Despite picking up an early season red card and suggesting he was fatigued after playing over 60 games the previous season, Vieira continued to display strong tackling, awareness and forward runs from deep. Vieira would go on to miss a large part of the season through injury however he joined in the celebrations of his first trophy as captain and third FA Cup victory in 2003.
The formidable rivalry between Arsenal and Manchester United had begun since the late 90s as both clubs had become the dominant forces in domestic football. Vieira and Keane would embody their respective clubs during this era, the heartbeats of both teams. Both were a strong match against each other with similar skill sets; tenacity, aggression, determination and above all winning mentalities.
The 1999/2000 match where United won 3-1 at Highbury was the beginning of the hatred between the two, with numerous clashes during the game. At “The Battle of Old Trafford” in 2003, Vieira was sent off for lashing a kick out at Ruud Van Nistelrooy, luckily though this didn’t dent their chances of finishing the season unbeaten. But what was clear, was the hate and anger between the two sides, and especially Vieira and Keane.
The 2005 classic at Highbury where Vieira supposedly bullied Gary Neville in the tunnel led to one last altercation between the two before a ball was even kicked. There has never been a rivalry quite like these two ever since.
The 2003/04 side created history by becoming the first side in Premier League history to go the whole season unbeaten. The side that Vieira famously captained has a strong claim as the best ever Premier League team, with 26 wins and 12 draws. Vieira partnered alongside the dominant Brazilian, Gilberto Silva.
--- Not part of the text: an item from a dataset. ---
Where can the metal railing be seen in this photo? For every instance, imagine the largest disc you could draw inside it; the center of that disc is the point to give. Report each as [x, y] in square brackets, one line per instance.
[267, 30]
Silva, often referred to as “The invisible wall” would repeatedly play deeper breaking up play with Vieira, the all-action midfielder playing further forward but with a strong understanding of when to go and when to sit. This protection and dominance created a strong spine so the Arsenal front four, Henry, Dennis Bergkamp, Robert Pires, and Freddie Ljungberg could enjoy themselves. Vieira was not known for his goals but he did grab one on the day Arsenal were crowned champions away at White Hart Lane in a 2-2 draw in April 2004.
His resilience and ability to sacrifice himself for the betterment of the team at all times was crucial as he developed himself into a cult hero and legend at Highbury. With the emergence of teenager Cesc Fabregas, who Wenger felt worked better alongside Gilberto Silva, it was time for Vieira to face a new challenge and he departed for Juventus in 2005. His quality and consistency speak for itself, from 98-99 till 03-04 he was named in every PFA Team of the Year. In the same time, he became both a World and European Champion in 1998 and 2000 respectively. Arsenal lost both a player and a leader that they have struggled to replace ever since. At the peak of his powers, Vieira had the cojones to lead Arsenal into war whilst telling Roy Keane to f*** off along the way.